Transatlantic Literatures

Co-chairs:  José Ángel de Leon Gonzalez (PhD candidate in Romance Languages and Literatures at Harvard University), Bronia Greskovicova (Program coordinator en Hutchins Center, Harvard University), Daniel Martín González (Spanish Teaching Assistant at Harvard, PhD Student at Universidad Complutense de Madrid), Isabel Durán (Professor of American Literature, Universidad Complutense de Madrid), Cristina Pérez Arranz (PhD candidate in Literary Studies at Universidad Complutense de Madrid), Carlos Varón González (Visiting Assistant Professor at UC Riverside), David Yagüe (Graduate Student in Hispanic Studies at Texas A&M, PhD in African American studies, Universidad Complutense de Madrid), Ana Yáñez​​​​​​​ (Lecturer in Spanish at MIT Global Studies and Languages).

This Study Group arises from the International Conference that took place in RCC, in April 2014, and brings together the interest of Humanities Scholars working on both sides of the Atlantic. The next International Conference will take place on May 12th-13th, 2017.
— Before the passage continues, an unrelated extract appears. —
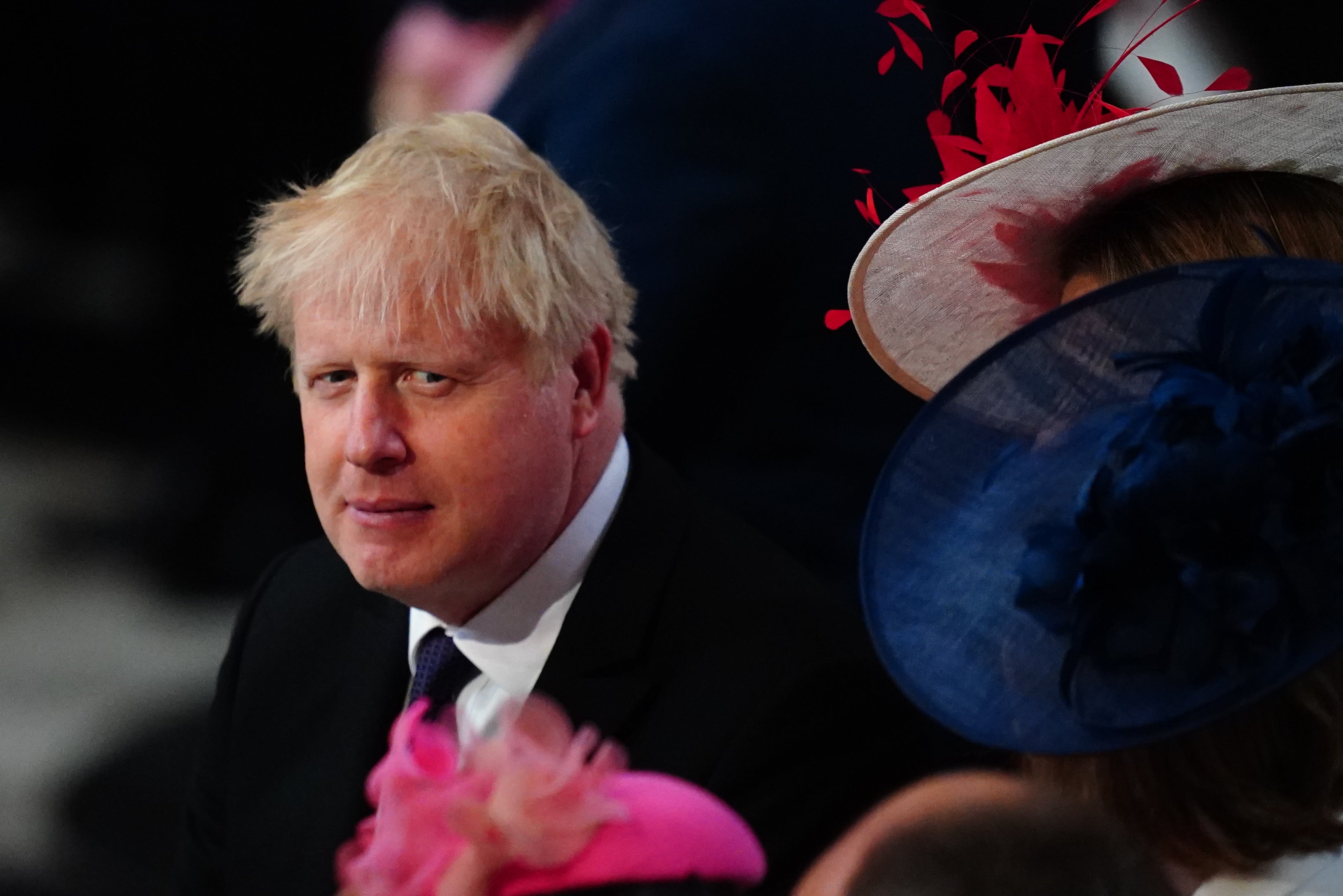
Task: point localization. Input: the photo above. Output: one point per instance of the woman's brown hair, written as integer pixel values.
(1232, 796)
(1232, 214)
Transatlantic culture often presents itself as a narrative of encounter and dialogue that transcend the limits of the local. However, the trace of colonialism, the living memory of exile, and an uneven distribution of economic, political, and symbolic power haunts transatlantic imagination. This conference aims to explore the many ways in which antagonisms, uneasy pluralism, and tense negotiations of difference overdetermine sites of Transatlantic cultural practices.

Is the very history of Transatlantic interactions one of conflicting and conflicted cartographical reasons? To what extent is the Transatlantic triangulation of nation, language, territory, and culture as arbitrarily violent as its nationalistic identification? Is the history of Atlantic transnational interactions best understood as the progressive globalization of peoples, resources, and ideas or as its catastrophic dispersion in opposing local narratives? What are the effects of competition, debate, strife, war, and how are they instrumentalized to construct, breach, and rebuild interpretive and political communities? What are the institutions that regulate, enable, and promote confrontation?